Le respondí que me daba igual y que la cosa estaba en que encontráramos una mesa libre. Luego de inspeccionar el ambiente vimos que en el fondo había una mesa libre y hacia ahí nos dirigimos. Luego de sentarnos comenzamos a platicar de alguna cosa y el tiempo comenzó a pasar. Y el tiempo siguió pasando y nadie nos atendía, por lo que comencé a sentirme un poco incómodo, pero Gedeón se puso peor.
-Vos –me dijo-, como que fuéramos invisibles.

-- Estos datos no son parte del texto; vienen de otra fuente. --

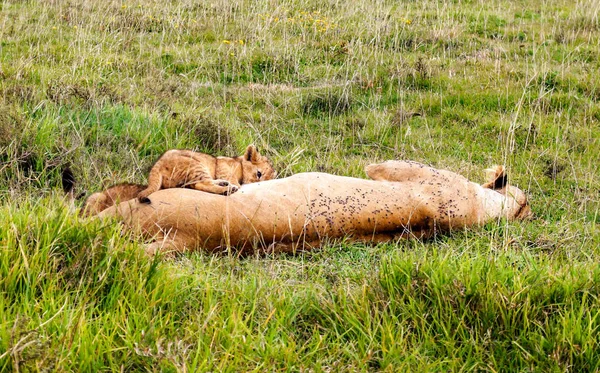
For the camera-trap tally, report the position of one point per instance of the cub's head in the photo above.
(256, 167)
(498, 181)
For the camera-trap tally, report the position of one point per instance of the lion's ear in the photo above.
(252, 155)
(497, 178)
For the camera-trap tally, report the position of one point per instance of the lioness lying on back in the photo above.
(218, 175)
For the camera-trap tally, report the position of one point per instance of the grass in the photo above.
(329, 86)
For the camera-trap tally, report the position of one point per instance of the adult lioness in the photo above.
(299, 212)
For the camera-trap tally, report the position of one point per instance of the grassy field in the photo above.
(107, 86)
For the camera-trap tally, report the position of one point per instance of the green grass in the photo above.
(329, 86)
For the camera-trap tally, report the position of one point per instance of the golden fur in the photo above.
(219, 175)
(405, 199)
(100, 201)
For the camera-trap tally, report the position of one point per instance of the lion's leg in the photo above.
(216, 186)
(169, 248)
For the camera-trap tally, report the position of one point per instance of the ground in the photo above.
(107, 86)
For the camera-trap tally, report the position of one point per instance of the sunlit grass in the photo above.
(318, 86)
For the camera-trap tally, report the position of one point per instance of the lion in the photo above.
(403, 200)
(200, 171)
(100, 201)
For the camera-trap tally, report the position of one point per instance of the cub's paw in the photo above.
(230, 190)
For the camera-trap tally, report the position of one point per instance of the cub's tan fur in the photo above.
(100, 201)
(218, 175)
(404, 200)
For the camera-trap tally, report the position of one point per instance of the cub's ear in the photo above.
(252, 155)
(497, 178)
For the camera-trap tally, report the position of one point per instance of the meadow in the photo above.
(107, 86)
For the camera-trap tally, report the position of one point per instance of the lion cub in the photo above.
(218, 175)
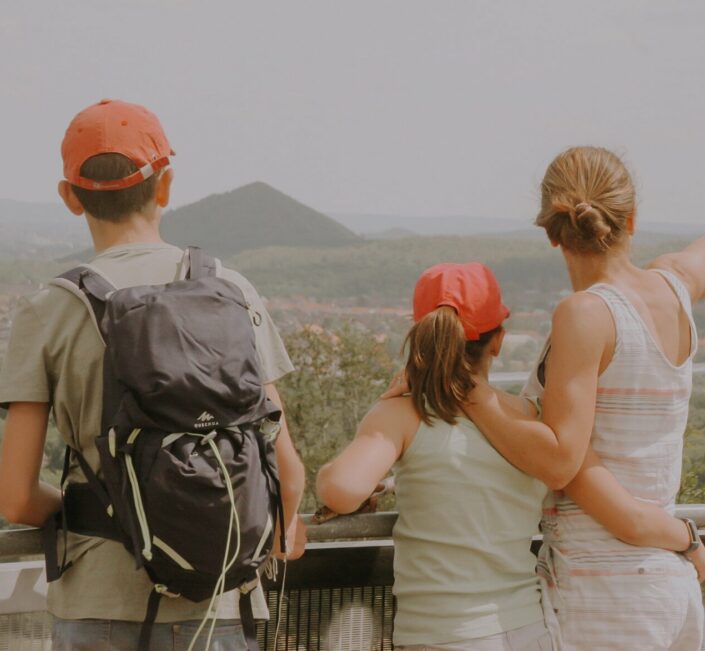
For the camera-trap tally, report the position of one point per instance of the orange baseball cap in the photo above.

Acto seguido se levantó, y a voz en cuello comenzó a gritar que teníamos ya media hora de estar esperando y nadie nos atendía. Ante sus gritos se hizo un silencio instantáneo, como si todo el mundo se hubiera paralizado y la gente hasta dejó de masticar, todos mirando hacia nuestra mesa. Debido al escándalo, dos señoritas empleadas del restaurante llegaron corriendo, y luego de ofrecernos sus muy apenadas disculpas nos tomaron la orden y de nuevo se instaló la calma, pero pude notar que Gedeón lucía un poco como descompuesto.
-Por eso es que este país no progresa –me dijo, pero casi a gritos-, porque la gente no trabaja con eficiencia ni con responsabilidad, como si de regalado nos estuvieran dando de comer, pero como aquí nadie protesta por nada, todo sigue igual.
En esas reflexiones estaba cuando nos llevaron los platos con lo que habíamos pedido, que no era otra cosa sino huevos, frijoles, plátanos fritos, pan y café. Yo, en cuanto estuve servido me dispuse a comer, pero él solo se quedó mirando la comida y me dijo que a raíz de su enojo se le había ido el hambre.
-Y vos también harías muy bien si dejás el plato sin tocarlo.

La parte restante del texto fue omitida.